‘Gasland Part II’ Director Teams Up With Farmers, Nurses, Environmentalists for
Demonstration Launching Californians Against Fracking
by the Center for Biological Diversity
LOS ANGELES— Anti-fracking filmmaker Josh Fox today will join farmers, public health professionals, environmental and consumer organizations and people living near fracked wells at a Los Angeles protest urging Gov. Jerry Brown to ban fracking in California.
The protest, starting at noon at the governor’s office at 300 S. Spring Street, also launches Californians Against Fracking, a statewide coalition working to ban fracking, a dirty and inherently harmful form of oil and gas extraction that endangers California’s air, water, wildlife, climate and public health.
Carrying a banner reading “Don’t Frack the Golden State,” protestors will present Gov. Brown with more than 100,000 signatures on petitions urging a fracking ban.
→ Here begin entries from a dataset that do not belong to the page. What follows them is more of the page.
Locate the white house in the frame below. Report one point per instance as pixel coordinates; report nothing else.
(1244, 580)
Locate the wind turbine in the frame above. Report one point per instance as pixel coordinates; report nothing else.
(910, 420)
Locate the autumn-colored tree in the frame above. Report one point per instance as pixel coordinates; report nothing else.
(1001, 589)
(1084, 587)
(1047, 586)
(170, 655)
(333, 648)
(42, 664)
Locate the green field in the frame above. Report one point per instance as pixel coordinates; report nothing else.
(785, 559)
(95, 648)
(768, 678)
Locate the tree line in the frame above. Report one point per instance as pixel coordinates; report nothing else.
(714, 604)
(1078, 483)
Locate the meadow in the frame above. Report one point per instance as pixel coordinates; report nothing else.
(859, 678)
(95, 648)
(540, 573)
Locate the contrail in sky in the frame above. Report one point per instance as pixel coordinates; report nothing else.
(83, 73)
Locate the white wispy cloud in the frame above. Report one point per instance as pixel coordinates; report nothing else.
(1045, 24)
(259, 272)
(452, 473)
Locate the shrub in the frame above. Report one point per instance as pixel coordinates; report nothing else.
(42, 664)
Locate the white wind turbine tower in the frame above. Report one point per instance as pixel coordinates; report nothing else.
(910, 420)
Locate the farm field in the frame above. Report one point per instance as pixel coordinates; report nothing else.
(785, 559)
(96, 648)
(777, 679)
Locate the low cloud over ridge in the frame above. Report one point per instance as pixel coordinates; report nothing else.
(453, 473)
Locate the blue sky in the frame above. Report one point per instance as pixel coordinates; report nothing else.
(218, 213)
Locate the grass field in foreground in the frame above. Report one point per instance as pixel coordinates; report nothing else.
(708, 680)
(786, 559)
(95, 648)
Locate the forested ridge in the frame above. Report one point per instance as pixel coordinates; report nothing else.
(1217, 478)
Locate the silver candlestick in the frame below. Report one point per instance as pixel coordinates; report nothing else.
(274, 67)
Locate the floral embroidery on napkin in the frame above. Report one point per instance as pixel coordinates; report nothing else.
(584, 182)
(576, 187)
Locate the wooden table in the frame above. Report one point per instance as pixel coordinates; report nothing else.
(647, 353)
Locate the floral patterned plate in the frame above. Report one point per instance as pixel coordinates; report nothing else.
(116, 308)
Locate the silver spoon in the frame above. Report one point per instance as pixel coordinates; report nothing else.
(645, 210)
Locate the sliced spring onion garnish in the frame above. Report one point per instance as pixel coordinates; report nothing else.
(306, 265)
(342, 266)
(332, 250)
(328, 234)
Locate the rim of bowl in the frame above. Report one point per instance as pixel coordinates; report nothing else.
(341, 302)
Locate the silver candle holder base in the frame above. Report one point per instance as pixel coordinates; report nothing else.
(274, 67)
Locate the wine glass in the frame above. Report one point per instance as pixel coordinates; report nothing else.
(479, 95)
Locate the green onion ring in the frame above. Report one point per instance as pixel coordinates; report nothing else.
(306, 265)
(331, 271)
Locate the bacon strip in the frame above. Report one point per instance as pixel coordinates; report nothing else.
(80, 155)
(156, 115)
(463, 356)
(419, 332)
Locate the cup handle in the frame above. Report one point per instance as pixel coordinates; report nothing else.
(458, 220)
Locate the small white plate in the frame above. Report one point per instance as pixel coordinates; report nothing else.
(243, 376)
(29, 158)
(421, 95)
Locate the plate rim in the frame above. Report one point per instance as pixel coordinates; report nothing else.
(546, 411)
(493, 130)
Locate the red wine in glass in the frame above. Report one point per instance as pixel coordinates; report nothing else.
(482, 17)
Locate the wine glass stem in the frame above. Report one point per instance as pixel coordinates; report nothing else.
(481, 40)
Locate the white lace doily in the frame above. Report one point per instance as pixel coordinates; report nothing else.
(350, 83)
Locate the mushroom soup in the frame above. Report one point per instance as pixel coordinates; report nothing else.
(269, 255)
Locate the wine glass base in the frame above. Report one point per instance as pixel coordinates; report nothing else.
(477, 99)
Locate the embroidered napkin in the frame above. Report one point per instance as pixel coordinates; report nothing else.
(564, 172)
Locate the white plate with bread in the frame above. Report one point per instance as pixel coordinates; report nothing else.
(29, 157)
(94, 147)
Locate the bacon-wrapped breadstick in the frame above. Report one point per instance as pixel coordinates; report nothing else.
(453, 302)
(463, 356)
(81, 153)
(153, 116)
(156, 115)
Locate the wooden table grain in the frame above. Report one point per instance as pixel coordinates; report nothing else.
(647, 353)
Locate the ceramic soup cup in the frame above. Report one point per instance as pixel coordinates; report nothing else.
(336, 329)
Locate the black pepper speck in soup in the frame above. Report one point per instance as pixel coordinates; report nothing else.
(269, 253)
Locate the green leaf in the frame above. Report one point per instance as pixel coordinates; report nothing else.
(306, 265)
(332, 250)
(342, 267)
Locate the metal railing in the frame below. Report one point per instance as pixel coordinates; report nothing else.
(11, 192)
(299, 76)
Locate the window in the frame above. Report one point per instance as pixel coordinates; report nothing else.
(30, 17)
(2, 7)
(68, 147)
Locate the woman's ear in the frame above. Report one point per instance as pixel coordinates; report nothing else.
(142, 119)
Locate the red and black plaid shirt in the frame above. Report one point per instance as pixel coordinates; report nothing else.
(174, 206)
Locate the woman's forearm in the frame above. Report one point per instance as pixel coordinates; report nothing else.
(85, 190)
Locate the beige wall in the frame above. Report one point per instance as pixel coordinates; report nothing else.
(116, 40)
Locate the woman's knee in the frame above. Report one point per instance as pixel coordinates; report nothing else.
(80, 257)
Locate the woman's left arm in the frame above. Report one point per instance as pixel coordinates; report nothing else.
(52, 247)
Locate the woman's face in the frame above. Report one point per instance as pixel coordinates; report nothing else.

Fox will speak at the rally as his new fracking exposé, Gasland Part II, screens across the state.
“I’m proud to be involved with the launch of Californians Against Fracking and stand next to environmental leaders, advocates and ordinary people fighting to protect the Golden State from the dirty and dangerous processes of fracking and drilling,” said Fox. “I look forward to meeting, educating and being inspired by Californians as I travel across the state with Gasland Part II over the coming weeks. If any state can stand up to the influence that the oil and gas industry wields over our elected officials and government agencies and demand a cleaner, renewable energy future, I have hope California can.”
Californians Against Fracking has more than 100 member organizations, including Food & Water Watch; the Center for Biological Diversity; Environment California; CREDO; Democracy for America; the California Nurses Association; Breast Cancer Action; the Center on Race, Poverty and the Environment; Citizens Coalition for a Safe Community; Family Farm Defenders; and AFSCME Council 57.
In addition to the Los Angeles protest, Californians Against Fracking will deliver petitions to Governor Brown’s San Francisco office today. Through June 3, Californians Against Fracking will host the Gasland Part II Grassroots Tour across the state (for details, go to http://fwwat.ch/CAFGasland).
“Fracking pollution threatens our air and water and Gov. Brown’s legacy as an environmental leader,” said Rose Braz with the Center for Biological Diversity. “Unless we halt this dangerous practice, methane and carbon pollution from runaway fracking will also undermine California’s efforts to fight dangerous climate change.”
Fracking uses huge volumes of water mixed with industrial chemicals to blast open rock formations and release oil and gas. The controversial technique — currently unregulated and unmonitored by state officials — has been used in hundreds and perhaps thousands of California oil and gas wells.
“Californians are waking up to the fact that the industry-touted financial gains that fracking may bring to the state are limited, temporary and primarily for the industry itself, while the damage could be long lasting and potentially irreversible,” said Food & Water Watch Pacific Region Director Kristin Lynch. “No amount of regulation can change the fact that fracking and drilling jeopardizes California’s communities, natural resources and public health, and Californians across the state are speaking out for a ban.”
Fracking routinely employs numerous toxic chemicals, including methanol and trimenthylbenzene. About 25 percent of fracking chemicals could cause cancer, according to scientists, and others can harm the skin and the reproductive system.
“Big oil companies have California in their sights again,” said Dan Jacobson of Environment California. “This time, they want to unleash fracking, the hugely controversial form of drilling, from San Francisco to L.A. If we allow Big Oil to frack California, we’re facing an environmental nightmare.”
A recent Colorado School of Public Health study found that people living near fracked wells in that state were at greater risk of asthma and other respiratory problems, as well as cancer, caused by air pollutants.
“For decades, Governor Brown has followed in the footsteps of his father and helped lead the fight for clean air and water in California,” said Becky Bond, CREDO’s political director. “He has fearlessly championed clean energy, called for swift action on climate change, and fought to hold corporations accountable for polluting our state’s precious natural resources. These decades of experience make him uniquely qualified to call out the cynics who are advocating that fracked oil extraction is worth risking not only California’s clean water resources but the very climate that makes our planet livable. We’re launching Californians Against Fracking to urge Governor Brown to make the only choice that’s consistent with his and his father’s grand vision for our state — to protect our water and our planet by banning fracking in California.”
Oil companies are gearing up to frack large reservoirs of unconventional shale oil in the Monterey Shale. This formation lies beneath some of the state’s most productive farmland, critical water sources, important wildlife habitat and dozens of towns and cities from the Salinas Valley to the Los Angeles Basin.
Companies often dispose of fracking wastewater using injection wells, which can lubricate fault lines and have been linked by geologists to destructive earthquakes in places like Prague, Okla.